In Winterthur haben laut Zahlen der Stadt 42.5 Prozent der Bevölkerung einen Migrationshintergrund. Damit liegt Winterthur leicht über dem Schweizer Durchschnitt. Laut Bundesamt für Statistik haben 40.4 Prozent der Bevölkerung einen migrantischen Hintergrund. Dazu zählen alle Personen, die im Ausland geboren wurden und die Schweizer Staatsbürgerschaft im Nachhinein beantragt haben, sowie deren Kinder.
Wenn man davon ausgeht, dass ein Parlament die Gesellschaft abbildet, müssten also 24 von 60 Personen im Stadtparlament einen Migrationshintergrund haben. Damit man gewählt werden kann, ist die Staatsbürgerschaft nötig. Diese besitzen etwa drei Viertel der Winterthurer:innen.
Um herauszufinden, wie migrantische Gruppen im Parlament vertreten sind, hat WNTI eine Umfrage an die 60 Winterthurer Stadtparlamentarier:innen gesendet. 38 haben sie ausgefüllt. Die Dunkelziffer ist mit 22 Personen also recht hoch. Es zeigt sich: Neun Personen von den befragten Parlamentarier:innen im Stadtparlament haben einen Migrationshintergrund. Von allen Parlamentarier:innen, die die Umfrage ausgefüllt haben, sind das etwas weniger als ein Viertel. Auf 60 Personen gerechnet, würden die neun Personen noch 15 Prozent ausmachen.
An diesem unteren Rand liegen auch National- und Ständerat. In der Legislatur von 2019 bis 2023 hatten 16 Prozent der Abgeordneten einen Migrationshintergrund, wie eine Statistik von Repchance.ch zeigt. Repchance.ch ist eine Studie der Universität Neuchâtel, welche die Bedingungen für politischen Erfolg in der Schweiz beurteilte.
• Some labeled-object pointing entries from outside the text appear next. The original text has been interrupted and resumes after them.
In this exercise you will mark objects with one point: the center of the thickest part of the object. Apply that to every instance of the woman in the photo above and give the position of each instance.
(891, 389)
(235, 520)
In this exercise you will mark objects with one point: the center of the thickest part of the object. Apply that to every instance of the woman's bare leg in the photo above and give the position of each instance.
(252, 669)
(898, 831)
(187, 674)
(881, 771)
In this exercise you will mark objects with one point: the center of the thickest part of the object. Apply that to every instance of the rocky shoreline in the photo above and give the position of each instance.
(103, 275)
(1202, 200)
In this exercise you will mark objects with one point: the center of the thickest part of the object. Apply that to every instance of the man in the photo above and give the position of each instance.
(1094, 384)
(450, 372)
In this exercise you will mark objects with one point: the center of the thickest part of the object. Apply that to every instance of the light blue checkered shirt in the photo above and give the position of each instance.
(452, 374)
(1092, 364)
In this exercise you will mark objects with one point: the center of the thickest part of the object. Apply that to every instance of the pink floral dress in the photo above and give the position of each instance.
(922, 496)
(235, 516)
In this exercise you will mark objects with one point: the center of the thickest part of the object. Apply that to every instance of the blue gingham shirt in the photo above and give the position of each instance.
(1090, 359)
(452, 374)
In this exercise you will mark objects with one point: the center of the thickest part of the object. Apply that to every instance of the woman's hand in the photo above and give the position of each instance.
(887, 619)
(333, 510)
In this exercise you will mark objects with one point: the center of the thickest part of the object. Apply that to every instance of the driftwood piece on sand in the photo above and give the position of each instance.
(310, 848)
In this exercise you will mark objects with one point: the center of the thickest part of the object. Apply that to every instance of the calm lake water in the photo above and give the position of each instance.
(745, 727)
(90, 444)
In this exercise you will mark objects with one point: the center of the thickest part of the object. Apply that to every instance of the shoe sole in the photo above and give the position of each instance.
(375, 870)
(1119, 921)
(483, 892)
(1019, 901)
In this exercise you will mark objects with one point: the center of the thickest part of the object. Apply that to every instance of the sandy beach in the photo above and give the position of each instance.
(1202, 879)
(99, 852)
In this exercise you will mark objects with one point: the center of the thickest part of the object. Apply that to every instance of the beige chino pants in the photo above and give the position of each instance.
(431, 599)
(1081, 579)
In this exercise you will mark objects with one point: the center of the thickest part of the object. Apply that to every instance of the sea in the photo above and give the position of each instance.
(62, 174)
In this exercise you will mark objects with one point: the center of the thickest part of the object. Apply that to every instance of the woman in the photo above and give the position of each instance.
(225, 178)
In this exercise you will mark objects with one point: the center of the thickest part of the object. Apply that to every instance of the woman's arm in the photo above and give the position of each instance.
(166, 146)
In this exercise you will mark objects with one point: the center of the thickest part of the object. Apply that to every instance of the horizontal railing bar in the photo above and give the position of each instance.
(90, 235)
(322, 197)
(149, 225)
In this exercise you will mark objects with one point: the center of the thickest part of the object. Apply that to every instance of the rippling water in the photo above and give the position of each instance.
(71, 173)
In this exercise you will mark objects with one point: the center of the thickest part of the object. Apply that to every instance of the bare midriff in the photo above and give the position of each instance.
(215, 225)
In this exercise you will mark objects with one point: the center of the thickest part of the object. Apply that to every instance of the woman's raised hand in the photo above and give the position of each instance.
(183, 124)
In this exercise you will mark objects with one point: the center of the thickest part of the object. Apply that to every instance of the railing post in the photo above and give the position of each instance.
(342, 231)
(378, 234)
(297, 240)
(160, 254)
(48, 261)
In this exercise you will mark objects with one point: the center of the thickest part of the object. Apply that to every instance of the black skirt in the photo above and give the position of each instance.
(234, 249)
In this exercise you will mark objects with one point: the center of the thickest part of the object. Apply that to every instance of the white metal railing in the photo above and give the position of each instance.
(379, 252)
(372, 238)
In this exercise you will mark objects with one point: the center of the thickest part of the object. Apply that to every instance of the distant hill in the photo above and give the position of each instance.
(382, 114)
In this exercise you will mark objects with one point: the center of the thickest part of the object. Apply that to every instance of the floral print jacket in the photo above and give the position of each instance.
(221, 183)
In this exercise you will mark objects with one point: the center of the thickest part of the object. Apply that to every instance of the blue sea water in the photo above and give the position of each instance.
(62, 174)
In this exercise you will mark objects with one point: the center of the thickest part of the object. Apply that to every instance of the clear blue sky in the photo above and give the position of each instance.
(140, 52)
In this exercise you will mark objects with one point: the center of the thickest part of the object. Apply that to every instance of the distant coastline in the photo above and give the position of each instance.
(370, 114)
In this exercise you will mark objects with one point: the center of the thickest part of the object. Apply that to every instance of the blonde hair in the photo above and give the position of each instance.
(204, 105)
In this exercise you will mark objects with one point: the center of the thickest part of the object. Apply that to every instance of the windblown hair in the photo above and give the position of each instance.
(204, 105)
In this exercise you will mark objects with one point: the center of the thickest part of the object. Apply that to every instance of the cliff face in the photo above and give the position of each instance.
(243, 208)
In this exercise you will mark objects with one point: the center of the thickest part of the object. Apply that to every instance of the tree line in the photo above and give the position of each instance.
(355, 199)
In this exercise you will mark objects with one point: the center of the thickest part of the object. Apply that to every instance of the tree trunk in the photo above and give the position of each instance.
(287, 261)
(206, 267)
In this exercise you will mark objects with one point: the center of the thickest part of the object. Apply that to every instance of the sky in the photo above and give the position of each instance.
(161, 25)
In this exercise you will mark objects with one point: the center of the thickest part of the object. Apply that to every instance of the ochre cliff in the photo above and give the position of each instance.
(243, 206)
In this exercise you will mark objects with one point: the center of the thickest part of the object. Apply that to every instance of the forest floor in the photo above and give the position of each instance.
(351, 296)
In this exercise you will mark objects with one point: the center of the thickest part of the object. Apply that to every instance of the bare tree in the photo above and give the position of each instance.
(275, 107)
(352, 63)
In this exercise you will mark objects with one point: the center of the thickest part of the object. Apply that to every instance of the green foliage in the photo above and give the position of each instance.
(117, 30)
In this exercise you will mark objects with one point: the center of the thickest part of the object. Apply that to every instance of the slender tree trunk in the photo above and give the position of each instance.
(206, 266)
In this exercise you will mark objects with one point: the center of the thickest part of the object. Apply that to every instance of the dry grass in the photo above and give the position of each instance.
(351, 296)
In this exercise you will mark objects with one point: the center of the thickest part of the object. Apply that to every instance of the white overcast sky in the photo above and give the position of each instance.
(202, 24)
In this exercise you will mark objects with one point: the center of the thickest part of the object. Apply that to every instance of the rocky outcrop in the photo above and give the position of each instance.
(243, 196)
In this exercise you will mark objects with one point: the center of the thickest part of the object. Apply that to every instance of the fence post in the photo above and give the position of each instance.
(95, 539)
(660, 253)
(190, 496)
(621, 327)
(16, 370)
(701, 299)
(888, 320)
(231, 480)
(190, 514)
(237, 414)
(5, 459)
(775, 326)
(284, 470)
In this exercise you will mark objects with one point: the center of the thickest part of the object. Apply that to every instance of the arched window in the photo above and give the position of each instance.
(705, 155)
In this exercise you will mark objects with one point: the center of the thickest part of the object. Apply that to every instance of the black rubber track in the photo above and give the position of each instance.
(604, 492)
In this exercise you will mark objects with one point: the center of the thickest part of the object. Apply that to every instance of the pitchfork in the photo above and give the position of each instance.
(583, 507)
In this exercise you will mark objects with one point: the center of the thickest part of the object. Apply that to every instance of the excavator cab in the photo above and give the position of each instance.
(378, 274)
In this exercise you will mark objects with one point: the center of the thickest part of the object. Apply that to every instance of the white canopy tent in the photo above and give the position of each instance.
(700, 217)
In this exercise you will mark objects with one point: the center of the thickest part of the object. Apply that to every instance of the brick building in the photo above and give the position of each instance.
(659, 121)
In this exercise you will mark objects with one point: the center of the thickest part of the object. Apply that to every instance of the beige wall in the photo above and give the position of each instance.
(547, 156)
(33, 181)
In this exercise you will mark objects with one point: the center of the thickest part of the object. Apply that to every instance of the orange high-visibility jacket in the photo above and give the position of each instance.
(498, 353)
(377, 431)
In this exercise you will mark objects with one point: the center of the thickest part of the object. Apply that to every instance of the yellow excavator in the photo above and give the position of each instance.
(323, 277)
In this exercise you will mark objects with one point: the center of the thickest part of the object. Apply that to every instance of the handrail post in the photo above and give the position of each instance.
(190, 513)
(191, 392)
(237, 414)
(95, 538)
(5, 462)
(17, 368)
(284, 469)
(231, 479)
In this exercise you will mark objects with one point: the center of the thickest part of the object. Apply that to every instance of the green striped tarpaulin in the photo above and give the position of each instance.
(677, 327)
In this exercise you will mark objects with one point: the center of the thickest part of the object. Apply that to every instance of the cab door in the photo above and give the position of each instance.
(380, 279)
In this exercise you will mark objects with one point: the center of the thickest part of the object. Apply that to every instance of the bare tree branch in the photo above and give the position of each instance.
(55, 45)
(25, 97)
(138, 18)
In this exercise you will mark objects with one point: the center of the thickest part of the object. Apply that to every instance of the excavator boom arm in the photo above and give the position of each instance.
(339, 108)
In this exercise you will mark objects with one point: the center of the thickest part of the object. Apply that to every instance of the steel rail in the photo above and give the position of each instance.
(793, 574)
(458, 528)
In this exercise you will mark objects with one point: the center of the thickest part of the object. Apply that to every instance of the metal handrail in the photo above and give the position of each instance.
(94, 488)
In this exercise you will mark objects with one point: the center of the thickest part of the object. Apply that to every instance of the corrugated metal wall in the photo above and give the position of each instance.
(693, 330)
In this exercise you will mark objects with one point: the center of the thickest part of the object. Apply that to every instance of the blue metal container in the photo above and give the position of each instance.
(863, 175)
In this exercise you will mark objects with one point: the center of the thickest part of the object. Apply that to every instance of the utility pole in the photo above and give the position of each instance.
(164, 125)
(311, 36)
Das Forschungsprojekt fasst zusammen: «Aus demografischer Sicht sind Schweizer Politiker:innen mit Migrationshintergrund deutlich unterrepräsentiert, ihre Ansichten erhalten in der Politik wenig Gewicht.»
An den Parteien liegt es laut den Winterthurer Stadtparlamentarier:innen nicht. Sie schätzen ihre Partei als unterstützend ein beim Fördern von Personen mit Migrationshintergrund, wie die WNTI-Umfrage zeigt. Marc Wäckerlin (SVP) schreibt: «Wir beurteilen Menschen nach Leistung und Eignung, nicht nach sexistischen oder rassistischen Kriterien. Das heisst, es haben alle die gleichen Chancen.» Daniela Roth Natter (EVP) schreibt, oft würden interessierte Personen mit Migrationshintergrund auch übersehen oder übergangen werden, oder aber einfach als populäre «Aushängeschilder» eingesetzt werden.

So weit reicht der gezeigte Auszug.